I turned up at Fabrice’s on the afternoon of 25 January, toting my notebook and camera, to sit in on the band’s rehearsals. My first thought was that ‘the Cuban Boys’ was a strange name for a group that had seven blokes and three girls in it. My second thought was that Belinda had been exaggerating. Only two of the band members, Emilio and Juan Carlos, were particularly good-looking, while the rest could be described as having ‘good personalities’.

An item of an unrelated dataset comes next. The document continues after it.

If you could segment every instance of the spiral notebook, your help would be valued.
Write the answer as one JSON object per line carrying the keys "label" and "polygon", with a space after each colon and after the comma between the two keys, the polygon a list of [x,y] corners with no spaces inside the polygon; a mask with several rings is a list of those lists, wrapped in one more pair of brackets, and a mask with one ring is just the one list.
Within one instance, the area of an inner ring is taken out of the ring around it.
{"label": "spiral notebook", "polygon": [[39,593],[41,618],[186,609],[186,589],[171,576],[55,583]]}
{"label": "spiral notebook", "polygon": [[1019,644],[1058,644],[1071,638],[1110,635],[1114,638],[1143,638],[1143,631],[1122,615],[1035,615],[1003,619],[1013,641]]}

It was the band leader, Omar Puente, who came over to talk to me for the interview, and I thought he seemed a bit Mafioso with his little moustache. He sat opposite me looking very serious and frowning in concentration as we struggled to overcome the language barrier. I spoke English, some Norwegian and a little French, while Omar spoke Spanish, Russian and a little French, so French it was. It took me about twenty minutes to get a single quotable sentence. (I wasn’t 100 per cent sure of how much I understood, but he didn’t read English, so I was unlikely to be sued.)
I picked up the camera and motioned that I wanted to take a picture of them playing. Omar indicated in sign language that they should get changed into their performance outfits, instead of the casual clothes they were wearing.

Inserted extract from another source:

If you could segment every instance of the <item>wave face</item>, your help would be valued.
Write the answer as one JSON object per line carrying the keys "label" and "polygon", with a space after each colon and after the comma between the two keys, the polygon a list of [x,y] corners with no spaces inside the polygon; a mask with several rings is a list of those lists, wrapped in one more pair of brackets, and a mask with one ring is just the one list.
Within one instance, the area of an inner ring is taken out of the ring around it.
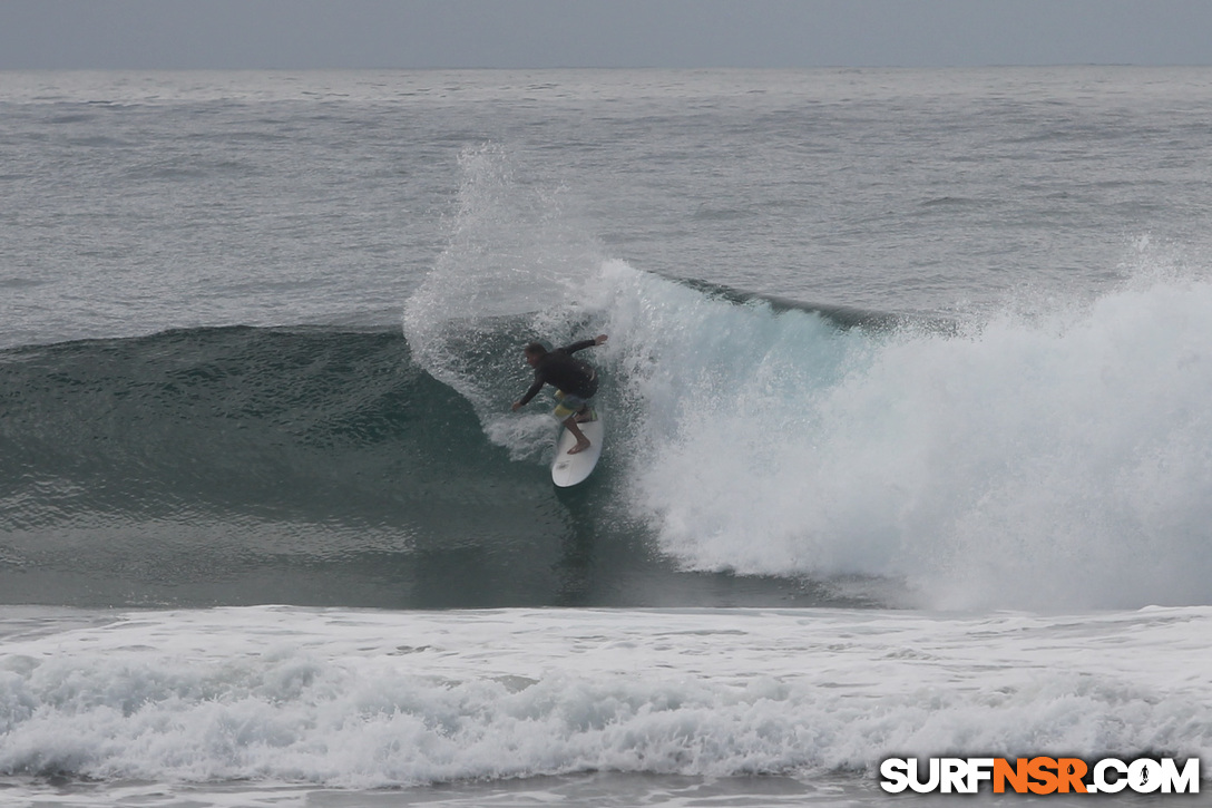
{"label": "wave face", "polygon": [[[0,354],[4,597],[1212,603],[1208,281],[945,328],[764,301],[606,258],[508,160],[464,163],[402,335]],[[558,494],[549,404],[510,412],[520,347],[599,332],[607,445]]]}
{"label": "wave face", "polygon": [[611,432],[593,485],[562,497],[548,405],[508,406],[547,314],[441,322],[433,372],[394,331],[5,352],[10,602],[1212,598],[1212,285],[960,332],[853,328],[618,261],[578,291],[538,332],[611,334],[591,354]]}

‘No, don’t bother,’ I said. ‘If you could just play a number for me as you are, that would be fine.’ I motioned towards the stage.
When they started playing, I was instantly impressed. They had a really good sound, and Omar’s violin-playing was fantastic. The repertoire comprised modern and traditional Cuban dance music, but Omar also did a little Bach as a solo and I could hear humour as well as hard work and technique in his playing. On the violin he obviously felt in control; he was a complete master of it.